On the other side are the effects, utility , and efficiency provided in treatment. Like those examined through the FAD, this may relate to an increase in family functioning . Effects or changes in parent–child relationships may provide greater understanding or openness toward one another (e.g., better affective communication) . Utility relates to the practical ways in which therapy can aid a family system . This could be in the form of skill building, goal setting, consensus on placement decisions, or as simple as acceptance of one another. Efficiency relates to the process of these aspects, done in the most productive way at the lowest cost. Improvement in functioning can then be monetized and combined with the types of data described above in the final cost–benefit calculations.

The final question, then, is whether the effects of treatment are worth the price. The effects of treatment outcomes on a family system, or society at large, are hardly explained in monetary terms. However, effective, comprehensive evaluation of costs and benefits will yield the most accurate assessment. Policymakers often have more time to run such comprehensive evaluations, but often face challenging bureaucratic forces resisting change in therapeutic or penal modality.

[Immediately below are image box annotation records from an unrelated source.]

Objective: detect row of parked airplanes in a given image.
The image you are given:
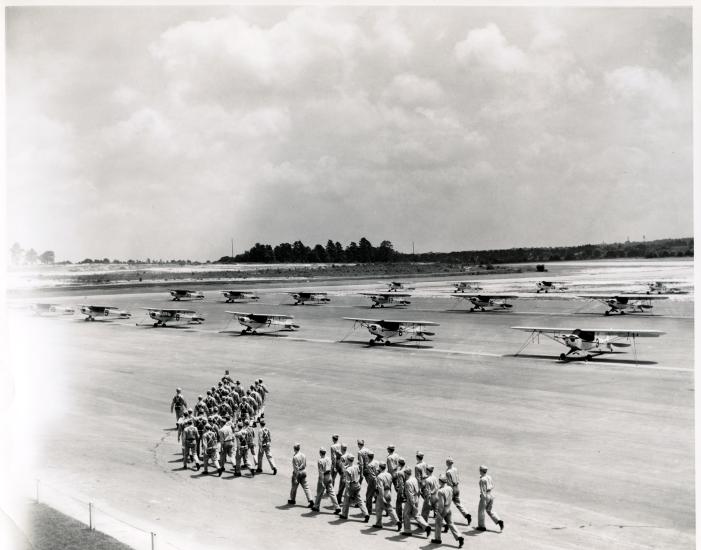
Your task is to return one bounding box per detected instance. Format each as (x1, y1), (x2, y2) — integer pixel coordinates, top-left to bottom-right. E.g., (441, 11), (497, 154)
(27, 281), (682, 361)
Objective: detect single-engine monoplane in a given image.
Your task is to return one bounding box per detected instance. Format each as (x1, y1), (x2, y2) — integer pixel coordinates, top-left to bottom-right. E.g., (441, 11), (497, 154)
(78, 305), (131, 321)
(577, 294), (667, 315)
(170, 288), (204, 302)
(221, 290), (260, 304)
(141, 307), (204, 327)
(360, 291), (411, 308)
(511, 327), (664, 361)
(452, 292), (518, 311)
(288, 290), (331, 306)
(227, 311), (299, 334)
(344, 317), (439, 346)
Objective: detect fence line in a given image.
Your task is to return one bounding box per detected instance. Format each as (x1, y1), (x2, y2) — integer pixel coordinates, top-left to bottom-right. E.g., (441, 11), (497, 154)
(30, 479), (183, 550)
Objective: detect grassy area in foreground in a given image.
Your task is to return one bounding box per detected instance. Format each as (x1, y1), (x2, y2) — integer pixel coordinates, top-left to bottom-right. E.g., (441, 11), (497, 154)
(27, 503), (132, 550)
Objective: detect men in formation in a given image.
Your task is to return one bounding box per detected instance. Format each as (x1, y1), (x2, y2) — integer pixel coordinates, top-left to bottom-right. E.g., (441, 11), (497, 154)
(300, 434), (504, 548)
(171, 378), (277, 477)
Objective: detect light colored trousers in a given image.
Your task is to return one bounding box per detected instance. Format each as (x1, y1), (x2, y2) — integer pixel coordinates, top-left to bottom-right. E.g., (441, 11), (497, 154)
(477, 493), (499, 527)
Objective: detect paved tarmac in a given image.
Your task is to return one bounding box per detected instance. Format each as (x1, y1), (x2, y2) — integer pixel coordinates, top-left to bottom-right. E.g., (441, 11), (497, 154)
(5, 264), (695, 549)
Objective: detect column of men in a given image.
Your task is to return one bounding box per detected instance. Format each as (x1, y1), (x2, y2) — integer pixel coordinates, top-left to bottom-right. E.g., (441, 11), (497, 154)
(171, 376), (277, 477)
(287, 435), (504, 548)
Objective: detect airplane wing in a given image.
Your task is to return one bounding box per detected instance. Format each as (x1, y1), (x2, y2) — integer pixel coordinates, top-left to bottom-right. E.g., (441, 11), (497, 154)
(224, 311), (294, 321)
(511, 327), (665, 338)
(453, 292), (518, 300)
(384, 319), (440, 327)
(360, 292), (411, 298)
(344, 317), (380, 323)
(577, 294), (669, 300)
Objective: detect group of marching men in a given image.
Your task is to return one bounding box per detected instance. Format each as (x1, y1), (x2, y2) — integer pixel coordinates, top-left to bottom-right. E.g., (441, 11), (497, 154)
(287, 435), (504, 548)
(170, 376), (277, 477)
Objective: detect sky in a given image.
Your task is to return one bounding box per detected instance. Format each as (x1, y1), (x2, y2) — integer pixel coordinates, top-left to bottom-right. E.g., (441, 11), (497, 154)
(6, 6), (693, 261)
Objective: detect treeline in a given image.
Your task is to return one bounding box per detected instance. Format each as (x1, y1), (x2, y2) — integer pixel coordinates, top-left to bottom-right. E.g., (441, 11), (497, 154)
(218, 237), (401, 263)
(402, 238), (694, 264)
(217, 237), (694, 265)
(10, 243), (56, 265)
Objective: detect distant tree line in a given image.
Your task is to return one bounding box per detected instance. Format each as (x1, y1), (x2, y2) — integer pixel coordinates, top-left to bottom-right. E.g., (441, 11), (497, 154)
(218, 237), (398, 263)
(401, 238), (694, 265)
(217, 237), (694, 265)
(10, 243), (56, 265)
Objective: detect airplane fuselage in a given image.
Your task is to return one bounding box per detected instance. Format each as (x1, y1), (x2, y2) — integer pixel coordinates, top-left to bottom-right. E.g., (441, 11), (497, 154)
(80, 306), (131, 321)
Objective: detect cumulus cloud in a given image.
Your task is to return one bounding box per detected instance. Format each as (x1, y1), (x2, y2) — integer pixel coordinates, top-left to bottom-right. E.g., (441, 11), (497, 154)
(604, 65), (679, 109)
(455, 23), (528, 73)
(7, 6), (692, 259)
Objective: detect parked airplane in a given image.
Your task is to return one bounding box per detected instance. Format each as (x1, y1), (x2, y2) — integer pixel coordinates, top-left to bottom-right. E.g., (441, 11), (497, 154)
(141, 307), (204, 327)
(360, 291), (411, 308)
(227, 311), (299, 334)
(170, 288), (204, 302)
(29, 304), (75, 315)
(577, 294), (667, 315)
(453, 281), (482, 292)
(511, 327), (664, 361)
(221, 290), (260, 304)
(288, 291), (331, 306)
(453, 293), (518, 311)
(647, 281), (686, 294)
(380, 281), (414, 292)
(344, 317), (439, 346)
(536, 281), (567, 294)
(79, 305), (131, 321)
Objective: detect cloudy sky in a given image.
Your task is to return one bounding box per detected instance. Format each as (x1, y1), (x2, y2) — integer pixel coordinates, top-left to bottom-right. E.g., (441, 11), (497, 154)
(6, 6), (693, 260)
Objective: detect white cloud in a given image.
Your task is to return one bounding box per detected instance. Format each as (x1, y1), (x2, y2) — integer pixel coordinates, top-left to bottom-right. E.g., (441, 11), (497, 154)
(385, 73), (444, 105)
(605, 65), (680, 109)
(455, 23), (528, 73)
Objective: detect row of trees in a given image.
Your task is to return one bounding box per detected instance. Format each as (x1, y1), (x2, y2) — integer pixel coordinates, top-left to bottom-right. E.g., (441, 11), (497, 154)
(218, 237), (694, 265)
(218, 237), (398, 263)
(10, 243), (56, 265)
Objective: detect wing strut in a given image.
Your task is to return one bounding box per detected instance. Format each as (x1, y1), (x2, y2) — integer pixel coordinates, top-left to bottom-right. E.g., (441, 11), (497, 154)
(514, 330), (540, 357)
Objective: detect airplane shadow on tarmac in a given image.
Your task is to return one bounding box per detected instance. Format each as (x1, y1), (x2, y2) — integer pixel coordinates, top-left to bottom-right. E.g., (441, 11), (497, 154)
(337, 340), (433, 349)
(503, 353), (657, 365)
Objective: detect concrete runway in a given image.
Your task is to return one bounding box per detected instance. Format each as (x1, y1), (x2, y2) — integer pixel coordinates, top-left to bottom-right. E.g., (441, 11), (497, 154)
(5, 264), (695, 549)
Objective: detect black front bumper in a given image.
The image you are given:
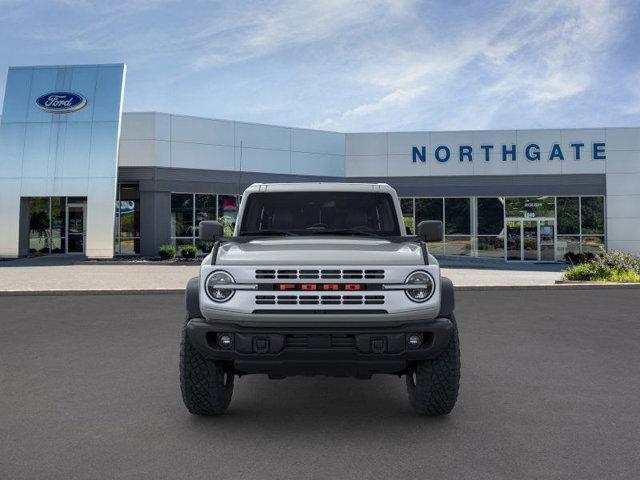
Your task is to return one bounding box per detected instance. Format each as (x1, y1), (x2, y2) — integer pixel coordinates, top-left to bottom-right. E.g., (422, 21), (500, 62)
(187, 318), (454, 378)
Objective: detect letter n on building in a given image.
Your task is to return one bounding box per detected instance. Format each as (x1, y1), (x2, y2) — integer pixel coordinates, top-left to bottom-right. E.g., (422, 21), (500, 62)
(411, 146), (427, 163)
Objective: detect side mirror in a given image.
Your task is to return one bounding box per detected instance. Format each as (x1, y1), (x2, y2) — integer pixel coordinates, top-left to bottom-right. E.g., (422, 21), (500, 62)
(198, 220), (224, 242)
(417, 220), (443, 242)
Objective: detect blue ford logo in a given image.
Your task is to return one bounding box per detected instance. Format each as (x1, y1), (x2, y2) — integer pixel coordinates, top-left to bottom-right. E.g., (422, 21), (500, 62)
(36, 92), (87, 113)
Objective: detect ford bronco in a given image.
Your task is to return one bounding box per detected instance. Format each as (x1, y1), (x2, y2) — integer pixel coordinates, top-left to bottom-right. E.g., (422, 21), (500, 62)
(180, 183), (460, 415)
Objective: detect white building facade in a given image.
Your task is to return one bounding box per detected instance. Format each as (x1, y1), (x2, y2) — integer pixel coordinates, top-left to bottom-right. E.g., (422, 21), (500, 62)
(0, 65), (640, 261)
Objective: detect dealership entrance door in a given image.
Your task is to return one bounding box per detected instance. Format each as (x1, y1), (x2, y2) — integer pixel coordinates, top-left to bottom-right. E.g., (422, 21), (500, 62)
(504, 218), (556, 262)
(66, 202), (86, 254)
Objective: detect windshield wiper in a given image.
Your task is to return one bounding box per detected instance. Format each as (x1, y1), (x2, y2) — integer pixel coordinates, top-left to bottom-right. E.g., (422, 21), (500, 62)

Treatment decisions for families may also entail other challenging factors. For many families such decisions are made in a time of crisis , not allowing for comprehensive investigation. In any case, experts are incredibly helpful. Education consultants are familiar with programs, their typical clientele, processes, and outcomes. Guidance counselors may also know what options are available for youth in their school system. Researchers are available for testimony concerning macro decision-making. The bottom line is that the tools to make the most cost-wise decision for consumers, policymakers, and supporting professionals are available. Although important, a thorough description of how to conduct cost–benefit analysis is beyond the scope of this chapter. For those who are interested in learning more, Christenson and Crane (2014) provide an in depth description of how to conduct cost–benefit analysis with family therapy .

Utilization of Findings

It is the purpose of evaluation to incorporate related findings, whether directly, conceptually, or persuasively, into the treatment decisions facing stakeholders (Williams-Reade et al. 2014). Program staff directly implement findings when they alter a client’s course of treatment based on Y-OQ or FAD mid-stay data. Policymakers conceptually utilize findings when they consider cost–benefit analyses, and marketers persuasively apply findings when creating promotional materials. These represent three ways to utilize evaluation findings. Perhaps the greatest use, however, is the increase in oversight, leading to better programs, better policy, and healthier clients.

Conclusion

Program evaluation is the intersection of research and practice . The behavioral health sector lags behind the broader health industry in its use of evidence-based practices. If done effectively, evaluation can provide evidence for program outcomes, benefitting all involved. The basic types of evaluation are needs assessment , feasibility study, process evaluation , outcomes evaluation, and cost analysis. Evaluations serve providers, consumers, policymakers, funding sources , and consulting professionals. By evaluating our current and future programs, we are ensuring the healthy growth of our clients, programs, and field at large.